Gerakan sadar pemilu bagi perempuan, lanjut Herawati cukup sukses. ''Maka kini kami mencoba menggerakkan perempuan untuk menyuarakan antikorupsi,'' ujar perempuan pertama Indonesia yang meraih gelar kesarjanaan dari Columbia University, AS, di bidang ilmu sosiologi pada 1941 itu.

Herawati teringat sebuah peristiwa penting yang sulit dihapuskan dari ingatan, terkait masalah korupsi. Mantan anggota Komnas Perempuan periode 1998-2002 ini berkisah tentang AA Maramis, menteri keuangan pertama RI pada masa kabinet Soekarno.

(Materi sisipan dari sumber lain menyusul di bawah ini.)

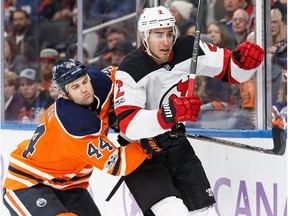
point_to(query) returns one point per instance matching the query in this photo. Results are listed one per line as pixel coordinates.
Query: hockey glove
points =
(156, 144)
(179, 110)
(248, 55)
(113, 121)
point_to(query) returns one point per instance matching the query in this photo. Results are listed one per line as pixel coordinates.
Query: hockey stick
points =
(192, 75)
(278, 135)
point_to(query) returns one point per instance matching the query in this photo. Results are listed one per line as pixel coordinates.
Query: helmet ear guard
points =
(67, 71)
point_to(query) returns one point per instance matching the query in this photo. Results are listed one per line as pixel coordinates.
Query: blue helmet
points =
(65, 72)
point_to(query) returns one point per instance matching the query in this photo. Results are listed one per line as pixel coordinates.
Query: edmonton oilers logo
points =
(41, 202)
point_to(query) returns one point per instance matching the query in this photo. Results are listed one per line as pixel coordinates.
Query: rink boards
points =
(244, 182)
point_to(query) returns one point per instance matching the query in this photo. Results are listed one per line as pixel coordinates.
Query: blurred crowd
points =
(38, 33)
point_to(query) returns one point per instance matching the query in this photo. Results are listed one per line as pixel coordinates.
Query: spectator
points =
(279, 109)
(13, 100)
(14, 61)
(278, 50)
(35, 99)
(71, 52)
(113, 35)
(248, 6)
(182, 11)
(43, 10)
(220, 35)
(90, 40)
(120, 50)
(103, 11)
(48, 59)
(278, 31)
(188, 27)
(230, 6)
(24, 37)
(216, 96)
(150, 99)
(243, 102)
(240, 25)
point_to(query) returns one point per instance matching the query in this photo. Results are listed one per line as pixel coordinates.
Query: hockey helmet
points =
(67, 71)
(156, 17)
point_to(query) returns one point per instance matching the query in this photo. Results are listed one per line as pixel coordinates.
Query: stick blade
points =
(279, 140)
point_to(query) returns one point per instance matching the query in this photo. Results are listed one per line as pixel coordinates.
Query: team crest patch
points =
(41, 202)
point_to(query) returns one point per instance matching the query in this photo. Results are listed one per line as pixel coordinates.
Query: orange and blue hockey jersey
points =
(71, 140)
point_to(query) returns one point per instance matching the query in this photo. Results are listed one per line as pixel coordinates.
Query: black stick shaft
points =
(192, 75)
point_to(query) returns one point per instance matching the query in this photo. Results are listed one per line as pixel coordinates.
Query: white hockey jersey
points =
(142, 85)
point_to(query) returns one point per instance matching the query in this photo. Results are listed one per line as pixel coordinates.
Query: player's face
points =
(160, 43)
(239, 22)
(81, 91)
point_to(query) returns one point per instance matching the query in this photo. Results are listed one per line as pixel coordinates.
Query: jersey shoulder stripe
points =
(71, 118)
(138, 64)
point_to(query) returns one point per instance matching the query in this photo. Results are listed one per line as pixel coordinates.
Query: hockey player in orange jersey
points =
(49, 174)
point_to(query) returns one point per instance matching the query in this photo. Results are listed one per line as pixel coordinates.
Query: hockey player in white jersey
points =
(150, 101)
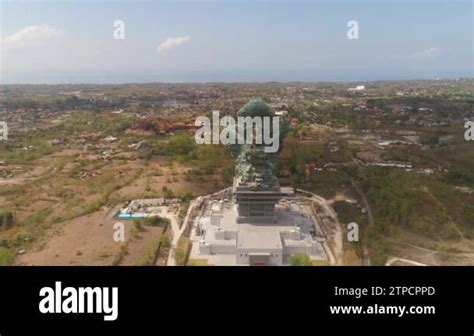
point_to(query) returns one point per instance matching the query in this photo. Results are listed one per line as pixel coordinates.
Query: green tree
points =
(300, 259)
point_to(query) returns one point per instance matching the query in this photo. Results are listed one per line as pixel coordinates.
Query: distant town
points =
(390, 156)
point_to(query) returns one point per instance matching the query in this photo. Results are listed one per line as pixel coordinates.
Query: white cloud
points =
(172, 42)
(422, 55)
(31, 36)
(427, 53)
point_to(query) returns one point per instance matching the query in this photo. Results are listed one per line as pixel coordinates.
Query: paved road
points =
(177, 232)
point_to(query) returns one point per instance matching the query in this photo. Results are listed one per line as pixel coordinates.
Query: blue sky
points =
(71, 41)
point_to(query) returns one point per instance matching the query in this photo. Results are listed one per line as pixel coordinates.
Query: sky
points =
(234, 41)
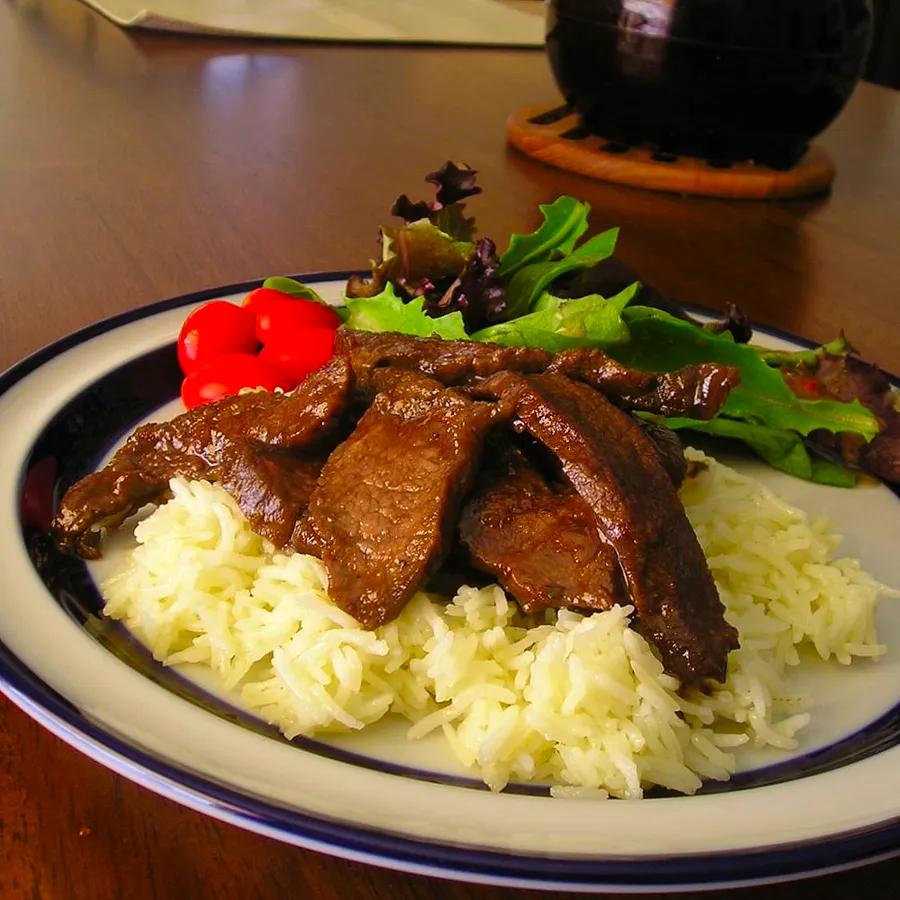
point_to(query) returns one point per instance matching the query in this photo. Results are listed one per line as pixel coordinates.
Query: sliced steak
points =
(616, 470)
(541, 542)
(272, 486)
(382, 516)
(668, 448)
(695, 391)
(206, 442)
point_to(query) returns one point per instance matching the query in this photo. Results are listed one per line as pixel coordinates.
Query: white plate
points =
(375, 797)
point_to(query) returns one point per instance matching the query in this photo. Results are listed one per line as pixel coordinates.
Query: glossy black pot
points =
(719, 79)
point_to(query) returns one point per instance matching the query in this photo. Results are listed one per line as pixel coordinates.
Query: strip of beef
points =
(540, 541)
(616, 470)
(272, 486)
(668, 449)
(697, 391)
(213, 441)
(383, 514)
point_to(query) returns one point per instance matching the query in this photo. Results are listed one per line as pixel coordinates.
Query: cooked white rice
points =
(577, 701)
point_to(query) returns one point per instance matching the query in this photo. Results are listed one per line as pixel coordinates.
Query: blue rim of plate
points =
(624, 873)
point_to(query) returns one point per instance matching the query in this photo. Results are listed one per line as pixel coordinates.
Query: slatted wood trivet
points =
(554, 135)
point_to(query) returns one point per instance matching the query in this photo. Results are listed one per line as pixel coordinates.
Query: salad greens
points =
(565, 221)
(435, 278)
(388, 312)
(560, 324)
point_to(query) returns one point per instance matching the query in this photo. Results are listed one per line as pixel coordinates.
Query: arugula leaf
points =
(783, 450)
(388, 312)
(560, 324)
(660, 343)
(292, 287)
(565, 220)
(530, 282)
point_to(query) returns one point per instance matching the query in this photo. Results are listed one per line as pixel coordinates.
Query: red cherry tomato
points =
(227, 375)
(300, 352)
(215, 328)
(275, 312)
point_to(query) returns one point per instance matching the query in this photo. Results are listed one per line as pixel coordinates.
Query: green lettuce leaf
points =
(292, 287)
(783, 450)
(565, 220)
(387, 312)
(840, 346)
(560, 324)
(660, 343)
(529, 283)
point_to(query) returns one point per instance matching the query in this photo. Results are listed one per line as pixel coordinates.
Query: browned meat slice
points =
(201, 443)
(616, 470)
(668, 448)
(271, 486)
(695, 391)
(541, 542)
(384, 511)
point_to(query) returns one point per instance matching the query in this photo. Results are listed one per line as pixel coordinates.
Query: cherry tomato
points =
(276, 312)
(227, 375)
(300, 352)
(215, 328)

Saat Belanda masih berkuasa di Indonesia,Maramis pernah ditugaskan ke Manado.

Belanda kemudian memberikan hadiah berupa tiket VIP untuk menonton sebuah pertunjukkan. Namun kemudian dia menukar tiket itu ke kelas biasa, agar bisa mendapatkan dua tiket yang bisa dipakai bersama  istrinya.

''Tapi tindakan itu malah membuat dia celaka. Belanda menuduh tindakan itu bagian dari korupsi dan dijebloskan penjara. Padahal Maramis tidak memakai uang negara. Tapi hal semacam itu sudah diindikasikan sebagai bentuk korupsi. Kalau zaman sekarang, mungkin sudah sangat biasa orang mintajatah yang bukan haknya.''

Atas pemikiran-pemikiran tentang gerakan perempuan antikorupsi ini, dia bersama GPSP akan menyelenggarakan seminar nasional masalah korupsi dengan tema menciptakan good governance di Indonesia, 26 Mei mendatang.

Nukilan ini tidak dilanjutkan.